Starnberg – Das ist ein Angebot, das für viele Menschen in Starnberg von großem Interesse sein dürfte: Das Rummelsberger Stift an der Waldschmidtstraße will noch in diesem Jahr eine eigene Tagespflege-Abteilung aufbauen. Maximal 28 pflegebedürftige Menschen sollen dort tageweise betreut werden. Und dabei kommt der Einrichtung der Diakonie eine der großen Herausforderungen der Pflege sogar entgegen: der Personalmangel.

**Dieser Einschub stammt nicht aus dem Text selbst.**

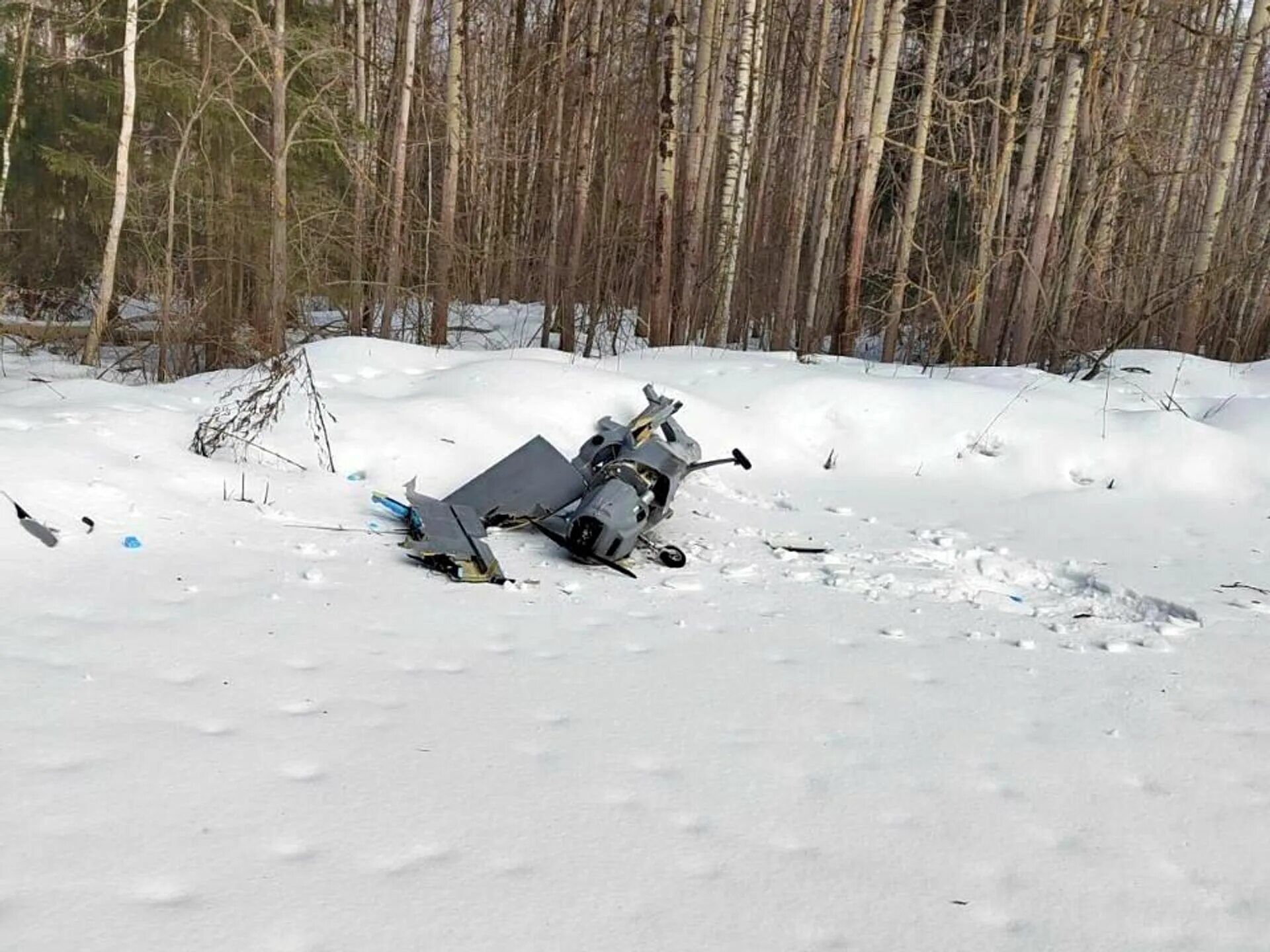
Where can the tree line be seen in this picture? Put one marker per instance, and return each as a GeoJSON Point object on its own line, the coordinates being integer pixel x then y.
{"type": "Point", "coordinates": [978, 180]}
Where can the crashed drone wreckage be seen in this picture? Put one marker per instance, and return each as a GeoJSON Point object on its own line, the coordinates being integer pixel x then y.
{"type": "Point", "coordinates": [600, 507]}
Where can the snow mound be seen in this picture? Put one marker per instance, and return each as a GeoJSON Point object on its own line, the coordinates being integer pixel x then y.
{"type": "Point", "coordinates": [1009, 705]}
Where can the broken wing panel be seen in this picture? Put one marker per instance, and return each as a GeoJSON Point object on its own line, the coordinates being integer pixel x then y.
{"type": "Point", "coordinates": [530, 483]}
{"type": "Point", "coordinates": [451, 539]}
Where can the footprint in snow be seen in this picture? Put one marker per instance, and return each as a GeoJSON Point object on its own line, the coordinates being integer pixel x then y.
{"type": "Point", "coordinates": [302, 771]}
{"type": "Point", "coordinates": [161, 892]}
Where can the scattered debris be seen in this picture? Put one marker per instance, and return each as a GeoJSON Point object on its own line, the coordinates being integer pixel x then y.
{"type": "Point", "coordinates": [48, 535]}
{"type": "Point", "coordinates": [799, 543]}
{"type": "Point", "coordinates": [1242, 586]}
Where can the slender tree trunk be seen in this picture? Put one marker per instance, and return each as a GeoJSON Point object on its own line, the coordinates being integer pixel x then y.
{"type": "Point", "coordinates": [869, 177]}
{"type": "Point", "coordinates": [733, 182]}
{"type": "Point", "coordinates": [357, 303]}
{"type": "Point", "coordinates": [110, 257]}
{"type": "Point", "coordinates": [695, 253]}
{"type": "Point", "coordinates": [663, 215]}
{"type": "Point", "coordinates": [16, 104]}
{"type": "Point", "coordinates": [1037, 114]}
{"type": "Point", "coordinates": [1021, 200]}
{"type": "Point", "coordinates": [169, 266]}
{"type": "Point", "coordinates": [397, 208]}
{"type": "Point", "coordinates": [833, 173]}
{"type": "Point", "coordinates": [583, 175]}
{"type": "Point", "coordinates": [806, 122]}
{"type": "Point", "coordinates": [702, 73]}
{"type": "Point", "coordinates": [450, 186]}
{"type": "Point", "coordinates": [977, 342]}
{"type": "Point", "coordinates": [278, 154]}
{"type": "Point", "coordinates": [913, 193]}
{"type": "Point", "coordinates": [1218, 186]}
{"type": "Point", "coordinates": [1043, 226]}
{"type": "Point", "coordinates": [552, 298]}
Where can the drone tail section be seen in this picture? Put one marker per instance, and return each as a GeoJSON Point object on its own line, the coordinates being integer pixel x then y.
{"type": "Point", "coordinates": [444, 537]}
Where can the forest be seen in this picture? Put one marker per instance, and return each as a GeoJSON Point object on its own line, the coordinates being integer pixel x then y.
{"type": "Point", "coordinates": [967, 182]}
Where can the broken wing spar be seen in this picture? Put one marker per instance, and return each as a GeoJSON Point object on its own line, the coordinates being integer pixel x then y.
{"type": "Point", "coordinates": [599, 507]}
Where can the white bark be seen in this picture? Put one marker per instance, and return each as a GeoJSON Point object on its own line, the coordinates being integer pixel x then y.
{"type": "Point", "coordinates": [833, 173]}
{"type": "Point", "coordinates": [913, 193]}
{"type": "Point", "coordinates": [1218, 186]}
{"type": "Point", "coordinates": [1047, 206]}
{"type": "Point", "coordinates": [399, 151]}
{"type": "Point", "coordinates": [110, 257]}
{"type": "Point", "coordinates": [16, 104]}
{"type": "Point", "coordinates": [450, 184]}
{"type": "Point", "coordinates": [875, 143]}
{"type": "Point", "coordinates": [732, 206]}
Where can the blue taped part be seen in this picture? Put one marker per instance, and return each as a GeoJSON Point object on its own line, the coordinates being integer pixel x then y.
{"type": "Point", "coordinates": [399, 509]}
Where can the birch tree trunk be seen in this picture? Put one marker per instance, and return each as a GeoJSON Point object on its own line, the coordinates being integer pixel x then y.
{"type": "Point", "coordinates": [552, 296]}
{"type": "Point", "coordinates": [397, 198]}
{"type": "Point", "coordinates": [863, 205]}
{"type": "Point", "coordinates": [450, 184]}
{"type": "Point", "coordinates": [110, 257]}
{"type": "Point", "coordinates": [583, 175]}
{"type": "Point", "coordinates": [786, 300]}
{"type": "Point", "coordinates": [977, 342]}
{"type": "Point", "coordinates": [278, 264]}
{"type": "Point", "coordinates": [833, 175]}
{"type": "Point", "coordinates": [695, 253]}
{"type": "Point", "coordinates": [698, 134]}
{"type": "Point", "coordinates": [913, 193]}
{"type": "Point", "coordinates": [732, 204]}
{"type": "Point", "coordinates": [663, 215]}
{"type": "Point", "coordinates": [357, 305]}
{"type": "Point", "coordinates": [1021, 200]}
{"type": "Point", "coordinates": [16, 104]}
{"type": "Point", "coordinates": [1218, 187]}
{"type": "Point", "coordinates": [1043, 225]}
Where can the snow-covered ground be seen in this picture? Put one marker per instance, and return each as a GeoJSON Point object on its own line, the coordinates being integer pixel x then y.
{"type": "Point", "coordinates": [1013, 709]}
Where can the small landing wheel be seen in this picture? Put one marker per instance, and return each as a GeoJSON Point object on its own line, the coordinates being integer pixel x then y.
{"type": "Point", "coordinates": [672, 557]}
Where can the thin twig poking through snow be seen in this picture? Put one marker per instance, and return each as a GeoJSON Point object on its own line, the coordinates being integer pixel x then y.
{"type": "Point", "coordinates": [253, 405]}
{"type": "Point", "coordinates": [974, 446]}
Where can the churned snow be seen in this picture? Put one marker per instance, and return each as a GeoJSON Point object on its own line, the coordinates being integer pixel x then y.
{"type": "Point", "coordinates": [1011, 707]}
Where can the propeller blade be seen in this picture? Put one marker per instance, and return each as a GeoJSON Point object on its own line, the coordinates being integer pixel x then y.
{"type": "Point", "coordinates": [582, 555]}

Im ersten Obergeschoss des Gebäudes steht ein Wohnbereich nämlich seit mittlerweile eineinhalb Jahren leer, wie Edith Maruska, die Dienststellenleitung Tagespflege, im Gespräch mit dem Starnberger Merkur erklärt. Die 28 vollstationären Bettenplätze können nicht mehr belegt werden, weil es an ausgebildetem Personal mangelt. „Es ist sehr schwer, Fachkräfte zu finden“, benennt Maruska ein allgemein bekanntes Problem. Ganz anders sieht es offenbar bei der Tagespflege aus: „Die Mitarbeiter stehen zur Verfügung“, betont Maruska. Was sich auf den ersten Blick paradox anhört, ergibt auf den zweiten Sinn: In der Tagespflege fallen keine Nachtschichten an, am Wochenende will das Rummelsberger Stift das Angebot zumindest in der Anfangsphase nur einmal im Monat aufrechterhalten. Arbeitszeiten, mit denen zum Beispiel auch alleinerziehende Mütter eine Chance hätten, ihrem Beruf nachzugehen, sagt Maruska.

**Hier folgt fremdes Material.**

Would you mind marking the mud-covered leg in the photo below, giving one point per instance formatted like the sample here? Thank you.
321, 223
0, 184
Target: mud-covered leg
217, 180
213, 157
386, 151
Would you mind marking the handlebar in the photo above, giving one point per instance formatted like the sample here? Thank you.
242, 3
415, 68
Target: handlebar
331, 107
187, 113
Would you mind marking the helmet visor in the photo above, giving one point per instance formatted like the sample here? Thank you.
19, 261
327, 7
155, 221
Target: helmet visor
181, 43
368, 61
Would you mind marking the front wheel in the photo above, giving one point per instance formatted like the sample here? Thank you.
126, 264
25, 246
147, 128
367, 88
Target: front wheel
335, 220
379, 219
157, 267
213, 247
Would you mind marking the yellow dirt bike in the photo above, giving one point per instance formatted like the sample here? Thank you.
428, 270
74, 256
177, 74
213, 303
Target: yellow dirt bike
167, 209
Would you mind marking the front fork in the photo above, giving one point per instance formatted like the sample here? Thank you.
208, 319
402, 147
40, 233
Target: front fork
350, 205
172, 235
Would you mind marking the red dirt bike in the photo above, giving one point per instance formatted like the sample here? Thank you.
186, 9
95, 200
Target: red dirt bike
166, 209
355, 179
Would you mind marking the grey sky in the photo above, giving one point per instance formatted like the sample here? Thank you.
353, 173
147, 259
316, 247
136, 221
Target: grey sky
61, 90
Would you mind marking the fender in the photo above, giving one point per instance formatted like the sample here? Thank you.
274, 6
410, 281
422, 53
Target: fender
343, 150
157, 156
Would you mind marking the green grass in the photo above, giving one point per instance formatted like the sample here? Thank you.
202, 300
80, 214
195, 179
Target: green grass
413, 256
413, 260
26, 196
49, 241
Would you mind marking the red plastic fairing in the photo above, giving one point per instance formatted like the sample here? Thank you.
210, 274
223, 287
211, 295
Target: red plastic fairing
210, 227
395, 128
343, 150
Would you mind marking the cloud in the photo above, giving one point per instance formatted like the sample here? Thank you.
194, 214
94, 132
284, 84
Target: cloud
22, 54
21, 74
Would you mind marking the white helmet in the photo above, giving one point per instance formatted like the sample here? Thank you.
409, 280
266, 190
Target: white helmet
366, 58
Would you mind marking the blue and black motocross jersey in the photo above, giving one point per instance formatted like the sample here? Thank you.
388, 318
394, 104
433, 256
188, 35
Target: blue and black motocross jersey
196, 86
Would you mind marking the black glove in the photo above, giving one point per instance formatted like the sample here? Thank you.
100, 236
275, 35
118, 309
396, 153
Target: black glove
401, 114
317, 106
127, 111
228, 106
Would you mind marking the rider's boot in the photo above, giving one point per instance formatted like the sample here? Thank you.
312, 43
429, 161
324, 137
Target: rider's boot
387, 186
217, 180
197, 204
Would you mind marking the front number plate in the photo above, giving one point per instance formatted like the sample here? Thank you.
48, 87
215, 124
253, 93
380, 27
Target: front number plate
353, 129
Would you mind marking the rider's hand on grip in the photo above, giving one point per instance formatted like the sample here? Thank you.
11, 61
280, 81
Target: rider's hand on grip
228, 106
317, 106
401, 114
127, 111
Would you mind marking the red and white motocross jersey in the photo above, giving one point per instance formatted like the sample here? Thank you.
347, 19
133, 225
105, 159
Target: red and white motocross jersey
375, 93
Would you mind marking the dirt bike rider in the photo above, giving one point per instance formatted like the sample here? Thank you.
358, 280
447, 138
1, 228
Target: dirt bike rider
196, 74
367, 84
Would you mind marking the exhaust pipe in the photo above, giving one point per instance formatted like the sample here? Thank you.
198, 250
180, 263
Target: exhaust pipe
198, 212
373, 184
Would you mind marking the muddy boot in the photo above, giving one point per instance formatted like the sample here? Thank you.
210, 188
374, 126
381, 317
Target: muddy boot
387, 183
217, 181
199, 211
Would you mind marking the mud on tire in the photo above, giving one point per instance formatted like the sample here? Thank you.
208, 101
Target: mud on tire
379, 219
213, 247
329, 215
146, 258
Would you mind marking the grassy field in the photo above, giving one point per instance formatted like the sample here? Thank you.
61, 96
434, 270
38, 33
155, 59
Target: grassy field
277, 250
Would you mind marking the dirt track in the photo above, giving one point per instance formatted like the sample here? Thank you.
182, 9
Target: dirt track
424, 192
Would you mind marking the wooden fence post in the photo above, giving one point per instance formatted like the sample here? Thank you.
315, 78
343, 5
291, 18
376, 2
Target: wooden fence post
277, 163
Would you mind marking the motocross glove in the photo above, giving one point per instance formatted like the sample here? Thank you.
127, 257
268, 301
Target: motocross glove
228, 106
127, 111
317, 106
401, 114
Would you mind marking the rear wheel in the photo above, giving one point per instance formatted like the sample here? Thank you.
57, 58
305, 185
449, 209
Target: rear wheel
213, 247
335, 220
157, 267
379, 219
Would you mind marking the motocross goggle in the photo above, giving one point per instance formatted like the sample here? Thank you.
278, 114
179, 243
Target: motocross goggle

Zehn Mitarbeiter sind in der Anfangsphase vorgesehen

Zehn Mitarbeiter sind in der Anfangsphase vorgesehen. „Je nach Bedarf können wir die Zahl aufstocken.“ Den pflegebedürftigen Nutzern soll es an nichts fehlen, zumal es sich bei der Einheit um einen großzügigen Wohnbereich handele, wie Maruska sagt. „Die Tagespflege wird ein eigenständiger Bereich mit einer eigenständigen Leitung und einem separaten Eingang“, erklärt sie. Es gibt eine große Küche, wo gemeinsam gekocht werden soll. Auch ein Musikraum ist vorhanden. Dazu kommen rund ein Dutzend Ruheräume – Einzelzimmer mit Betten, in denen die Menschen zum Beispiel ihren Mittagsschlaf halten können. „Unser Ziel ist es, alles so großzügig zu gestalten, dass die Privatsphäre der Menschen gewährleistet ist“, erklärt Maruska. „Die Räume bieten sehr viele Möglichkeiten.“ Zudem soll es spezielle Angebote für Demenzkranke geben. Auch an einen Fahrdienst denkt die Dienststellenleiterin, um die Menschen von zu Hause abzuholen und wieder zurückzubringen.

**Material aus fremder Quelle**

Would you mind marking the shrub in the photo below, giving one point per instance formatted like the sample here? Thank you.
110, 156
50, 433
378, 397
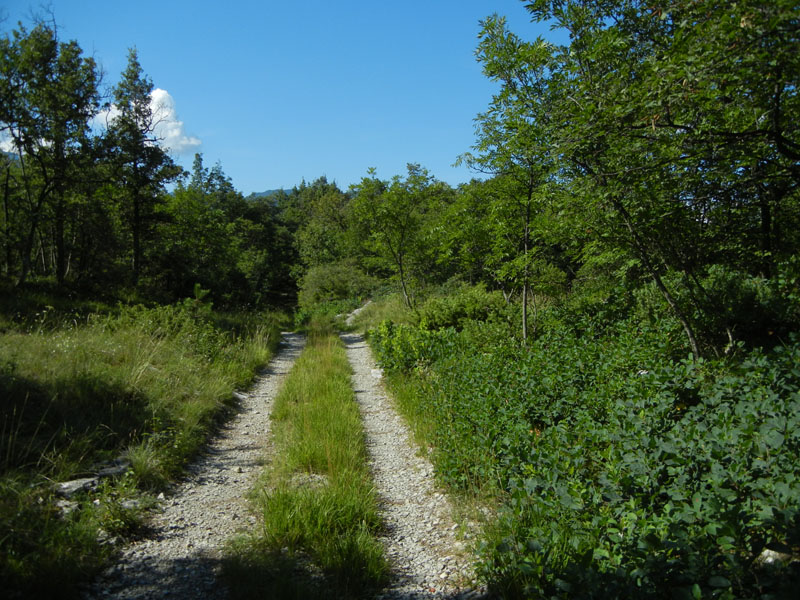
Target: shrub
470, 303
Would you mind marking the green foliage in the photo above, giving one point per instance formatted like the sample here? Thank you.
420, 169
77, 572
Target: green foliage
622, 474
334, 281
472, 303
317, 499
146, 384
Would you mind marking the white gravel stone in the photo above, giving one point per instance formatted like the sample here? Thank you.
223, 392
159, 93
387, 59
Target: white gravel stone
182, 561
420, 530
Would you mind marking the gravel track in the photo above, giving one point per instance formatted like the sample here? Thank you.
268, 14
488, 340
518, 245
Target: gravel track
428, 560
180, 558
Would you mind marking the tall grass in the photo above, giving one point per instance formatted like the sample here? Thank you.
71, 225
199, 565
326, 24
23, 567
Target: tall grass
318, 504
144, 384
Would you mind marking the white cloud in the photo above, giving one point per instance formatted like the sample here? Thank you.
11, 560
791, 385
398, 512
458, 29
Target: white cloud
170, 130
6, 144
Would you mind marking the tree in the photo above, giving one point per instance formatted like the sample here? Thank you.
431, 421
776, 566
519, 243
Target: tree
683, 121
515, 144
49, 95
142, 167
390, 219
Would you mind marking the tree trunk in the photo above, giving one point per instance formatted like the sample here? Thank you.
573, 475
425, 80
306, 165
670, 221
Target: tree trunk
644, 255
6, 194
136, 239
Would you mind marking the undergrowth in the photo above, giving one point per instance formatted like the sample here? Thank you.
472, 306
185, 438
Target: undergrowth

Die Umnutzung der Räume erfolgt nach Angaben der Stadtverwaltung „fast vollständig ohne bauliche Umbaumaßnahmen“. Spätestens zum 1. Oktober will das Rummelsberger Stift mit dem Angebot starten. Bereits jetzt bietet es unter z (0 81 51) 26 31 00 Beratungen zu dem neuen Angebot an. Auch wenn zeitgleich maximal 28 Personen betreut werden können, so geht Edith Maruska davon aus, dass das Stift insgesamt „50 bis 70 Kunden“, wie sie die Menschen nennt, aufgenommen werden können, da nicht jeder Pflegebedürftige jeden Tag betreut wird.

Von der Stadt Starnberg gibt es grünes Licht für das Projekt. Der Bauausschuss des Stadtrats hat in der jüngsten Sitzung das gemeindliche Einvernehmen zu der Nutzungsänderung bereits erteilt – einstimmig und ohne Diskussion.